O trabalho escravo no Brasil contemporâneo
Enviada em 15/09/2020
O trabalho está presente desde os primórdios da humanidade, logo traz consigo diversas percepções ao seu respeito. Nesse sentido, Max Weber, sociólogo alemão, afirma que o trabalho enobrece o homem, contudo para uma parcela isso não é verdade, já que estão em trabalhos análogos à escravidão, caracterizando um grande problema. Portanto, a negligência estatal e a falta de denúncia por parte da sociedade só corrobora com esse entrave.
A priori, a ausência de fiscalização do Estado agrava muito a situação.

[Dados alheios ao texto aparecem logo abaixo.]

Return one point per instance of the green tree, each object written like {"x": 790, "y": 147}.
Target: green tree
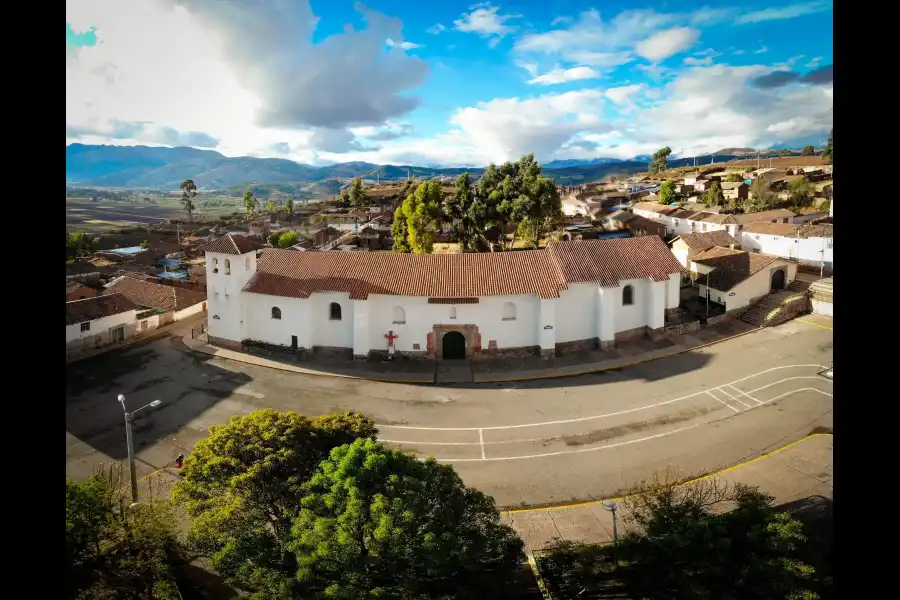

Haja vista que o governo reduziu o Ministério do Trabalho e juntou ao Ministério da Economia, fazendo com que o número de funcionários diminuíssem para enxugar a máquina pública. Assim, segundo o SINAIT (Sindicato Nacional dos Auditores Fiscais), seriam necessários cerca de 8 mil auditores para cobrir todo o território nacional, sendo que o país conta atualmente com cerca de 2 mil. Desse maneira, evidencia-se o quão despreocupado está a esfera pública em reverter esse panorama.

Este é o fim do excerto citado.